PCR diagnostic tests, which are highly accurate and must be conducted in lab settings remain the gold standard for testing, but delays in getting results mean that people run the risk of infecting others while they await results, she noted. “The new tests will 

enable primary healthcare workers, whether they’re working in the middle of the Amazon, or in an urban center, to diagnose and care for patients immediately, stopping further infections in their tracks. And that is the gamechanger,” Etienne said.   

She added that “it remains critical to stay the course in every aspect of our COVID response. We must continue to adhere to public health measures to prevent the spread of the virus. We must continue to test and isolate cases and trace their contacts to prevent new infections. And we must continue to let data underpin our actions to prevent any new cases from spreading out of control.” 

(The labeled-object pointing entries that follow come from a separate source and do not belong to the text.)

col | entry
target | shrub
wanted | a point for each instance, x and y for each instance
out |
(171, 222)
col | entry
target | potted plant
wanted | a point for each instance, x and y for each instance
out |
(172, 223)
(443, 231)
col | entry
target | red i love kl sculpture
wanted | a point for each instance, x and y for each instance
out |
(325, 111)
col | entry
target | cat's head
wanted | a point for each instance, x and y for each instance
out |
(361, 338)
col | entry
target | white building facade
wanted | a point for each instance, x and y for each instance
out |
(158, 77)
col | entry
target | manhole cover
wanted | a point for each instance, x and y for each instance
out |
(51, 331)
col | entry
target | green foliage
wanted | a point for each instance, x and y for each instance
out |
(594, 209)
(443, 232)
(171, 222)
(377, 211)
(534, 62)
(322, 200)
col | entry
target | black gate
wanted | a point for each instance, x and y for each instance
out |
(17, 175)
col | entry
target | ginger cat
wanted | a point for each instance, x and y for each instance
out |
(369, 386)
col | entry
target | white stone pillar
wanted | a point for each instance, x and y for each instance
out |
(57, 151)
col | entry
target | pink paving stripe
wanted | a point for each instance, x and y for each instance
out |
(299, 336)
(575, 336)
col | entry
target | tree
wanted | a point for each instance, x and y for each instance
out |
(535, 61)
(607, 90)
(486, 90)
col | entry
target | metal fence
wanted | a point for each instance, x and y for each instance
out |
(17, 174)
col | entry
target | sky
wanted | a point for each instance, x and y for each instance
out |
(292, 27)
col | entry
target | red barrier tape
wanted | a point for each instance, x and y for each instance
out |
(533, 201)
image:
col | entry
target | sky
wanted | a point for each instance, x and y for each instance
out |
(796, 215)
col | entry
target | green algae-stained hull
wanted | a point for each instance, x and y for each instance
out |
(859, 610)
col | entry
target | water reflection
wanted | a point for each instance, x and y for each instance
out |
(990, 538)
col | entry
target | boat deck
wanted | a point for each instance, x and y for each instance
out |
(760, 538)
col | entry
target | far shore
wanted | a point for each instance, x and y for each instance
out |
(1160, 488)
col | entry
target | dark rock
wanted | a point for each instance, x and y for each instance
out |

Innovations must reach the people who need them most, and “To capitalize on the power of this new diagnostic, countries must make them available and accessible to everyone – regardless of who they are or where they live – to bring us closer to our promise for health for all,” Etienne said. The tests form part of the WHO Access to COVID-19 Tools (ACT) Accelerator to develop, procure and distribute critical new tools to fight the pandemic.